Mais il avait beau avoir démêlé le motif de sa peur, il ne la pouvait plus surmonter.

Il n’était même plus capable de s’apercevoir qu’il avait cessé d’aller à l’encontre du vent pour cheminer dans le sens des lanières de neige. Il était morfondu de froid. Il ne pensait plus à la forêt ni à la maison du garde, et n’aspirait maintenant qu’à retrouver le traîneau. — Oh ! ne pas périr solitaire, comme cette armoise, au milieu de ce désert de neige !

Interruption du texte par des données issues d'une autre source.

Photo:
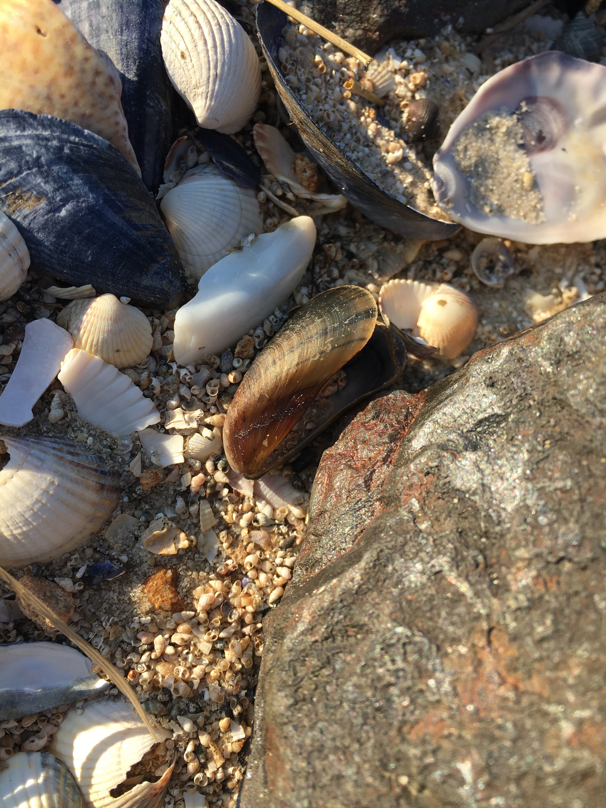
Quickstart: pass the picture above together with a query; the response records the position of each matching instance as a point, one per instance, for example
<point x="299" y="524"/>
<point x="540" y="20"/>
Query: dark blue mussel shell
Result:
<point x="85" y="215"/>
<point x="359" y="189"/>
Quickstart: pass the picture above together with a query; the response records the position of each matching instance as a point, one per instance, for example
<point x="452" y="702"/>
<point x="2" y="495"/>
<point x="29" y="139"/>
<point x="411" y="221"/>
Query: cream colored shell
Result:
<point x="53" y="496"/>
<point x="120" y="334"/>
<point x="208" y="215"/>
<point x="211" y="62"/>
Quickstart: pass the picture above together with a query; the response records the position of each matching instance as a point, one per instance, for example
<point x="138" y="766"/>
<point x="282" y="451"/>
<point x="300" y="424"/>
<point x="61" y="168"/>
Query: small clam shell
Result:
<point x="208" y="215"/>
<point x="104" y="396"/>
<point x="211" y="62"/>
<point x="119" y="334"/>
<point x="53" y="496"/>
<point x="38" y="780"/>
<point x="14" y="258"/>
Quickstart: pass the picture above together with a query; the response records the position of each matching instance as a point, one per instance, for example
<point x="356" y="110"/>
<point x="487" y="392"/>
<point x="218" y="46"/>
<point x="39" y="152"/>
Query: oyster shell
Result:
<point x="38" y="780"/>
<point x="208" y="215"/>
<point x="546" y="113"/>
<point x="104" y="326"/>
<point x="53" y="496"/>
<point x="14" y="258"/>
<point x="211" y="62"/>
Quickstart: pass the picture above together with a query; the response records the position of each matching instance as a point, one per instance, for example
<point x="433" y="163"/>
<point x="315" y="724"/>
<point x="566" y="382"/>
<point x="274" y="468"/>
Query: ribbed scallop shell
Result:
<point x="99" y="747"/>
<point x="38" y="780"/>
<point x="208" y="215"/>
<point x="14" y="258"/>
<point x="53" y="496"/>
<point x="120" y="334"/>
<point x="211" y="62"/>
<point x="104" y="396"/>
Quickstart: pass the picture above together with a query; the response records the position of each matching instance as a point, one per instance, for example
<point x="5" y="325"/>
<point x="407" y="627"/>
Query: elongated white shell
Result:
<point x="99" y="747"/>
<point x="118" y="333"/>
<point x="14" y="258"/>
<point x="104" y="396"/>
<point x="208" y="215"/>
<point x="37" y="780"/>
<point x="211" y="62"/>
<point x="242" y="289"/>
<point x="53" y="496"/>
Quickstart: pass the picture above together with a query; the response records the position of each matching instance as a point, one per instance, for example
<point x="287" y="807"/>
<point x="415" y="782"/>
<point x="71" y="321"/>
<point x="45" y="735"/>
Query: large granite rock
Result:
<point x="442" y="642"/>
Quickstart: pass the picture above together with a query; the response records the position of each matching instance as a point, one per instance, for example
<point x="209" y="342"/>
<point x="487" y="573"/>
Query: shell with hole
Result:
<point x="104" y="326"/>
<point x="208" y="215"/>
<point x="211" y="62"/>
<point x="38" y="780"/>
<point x="440" y="314"/>
<point x="53" y="496"/>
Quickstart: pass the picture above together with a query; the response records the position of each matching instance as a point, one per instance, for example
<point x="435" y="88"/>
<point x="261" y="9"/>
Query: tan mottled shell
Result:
<point x="211" y="62"/>
<point x="103" y="326"/>
<point x="76" y="84"/>
<point x="53" y="496"/>
<point x="14" y="258"/>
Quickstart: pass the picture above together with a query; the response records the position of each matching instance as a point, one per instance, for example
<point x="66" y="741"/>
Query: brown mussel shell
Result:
<point x="336" y="330"/>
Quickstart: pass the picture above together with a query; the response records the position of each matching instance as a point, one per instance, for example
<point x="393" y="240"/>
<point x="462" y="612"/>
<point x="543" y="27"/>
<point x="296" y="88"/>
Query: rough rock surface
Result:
<point x="370" y="23"/>
<point x="442" y="642"/>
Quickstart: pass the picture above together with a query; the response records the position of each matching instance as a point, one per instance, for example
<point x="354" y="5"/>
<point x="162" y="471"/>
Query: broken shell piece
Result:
<point x="53" y="496"/>
<point x="44" y="348"/>
<point x="14" y="258"/>
<point x="99" y="746"/>
<point x="104" y="396"/>
<point x="37" y="676"/>
<point x="119" y="334"/>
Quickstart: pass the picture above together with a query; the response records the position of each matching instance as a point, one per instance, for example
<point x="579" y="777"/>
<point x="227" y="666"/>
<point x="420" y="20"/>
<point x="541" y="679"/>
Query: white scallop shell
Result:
<point x="53" y="496"/>
<point x="38" y="780"/>
<point x="104" y="396"/>
<point x="106" y="327"/>
<point x="208" y="215"/>
<point x="99" y="747"/>
<point x="211" y="62"/>
<point x="14" y="258"/>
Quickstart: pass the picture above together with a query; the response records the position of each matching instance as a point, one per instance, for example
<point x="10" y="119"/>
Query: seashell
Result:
<point x="351" y="181"/>
<point x="53" y="496"/>
<point x="83" y="212"/>
<point x="492" y="262"/>
<point x="208" y="215"/>
<point x="99" y="747"/>
<point x="38" y="780"/>
<point x="243" y="289"/>
<point x="281" y="385"/>
<point x="119" y="334"/>
<point x="211" y="62"/>
<point x="44" y="348"/>
<point x="525" y="158"/>
<point x="440" y="314"/>
<point x="76" y="84"/>
<point x="14" y="258"/>
<point x="37" y="676"/>
<point x="104" y="396"/>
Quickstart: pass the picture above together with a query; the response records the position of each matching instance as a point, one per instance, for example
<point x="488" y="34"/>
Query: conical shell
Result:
<point x="104" y="396"/>
<point x="14" y="258"/>
<point x="117" y="333"/>
<point x="208" y="215"/>
<point x="77" y="83"/>
<point x="211" y="62"/>
<point x="53" y="496"/>
<point x="99" y="747"/>
<point x="38" y="780"/>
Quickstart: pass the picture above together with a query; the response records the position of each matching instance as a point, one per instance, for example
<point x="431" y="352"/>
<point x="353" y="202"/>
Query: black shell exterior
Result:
<point x="359" y="189"/>
<point x="85" y="215"/>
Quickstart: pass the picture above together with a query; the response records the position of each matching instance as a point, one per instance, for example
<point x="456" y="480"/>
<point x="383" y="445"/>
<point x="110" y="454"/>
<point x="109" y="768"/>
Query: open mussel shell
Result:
<point x="37" y="780"/>
<point x="85" y="215"/>
<point x="351" y="181"/>
<point x="282" y="384"/>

Tout à coup, le cheval glissa et se mit à se débattre dans un amoncellement de la blanche poussière. Vassili Andréitch sauta vivement de côté, entraînant avec soi l’avaloire et la sellette. Moukhorty, dès que son maître se fut dégagé, n’eut pas trop de peine à se relever. Il fit un bond, hennit, sauta de nouveau, et détala, quittant son cavalier en plein tas de neige. Vassili Andréitch voulut le poursuivre, mais il s’enfonçait à chaque pas jusqu’au-dessus du genou, et il lui fallut bientôt s’arrêter.

« Quoi, pensa-t-il, le bois, les magasins, les cabarets, les fermes, qu’est-ce que tout cela va devenir ? »

Et l’armoise tordue par le vent se présenta à son esprit. Alors une telle épouvante le saisit, qu’il douta de la réalité de tout ce qui venait de lui arriver.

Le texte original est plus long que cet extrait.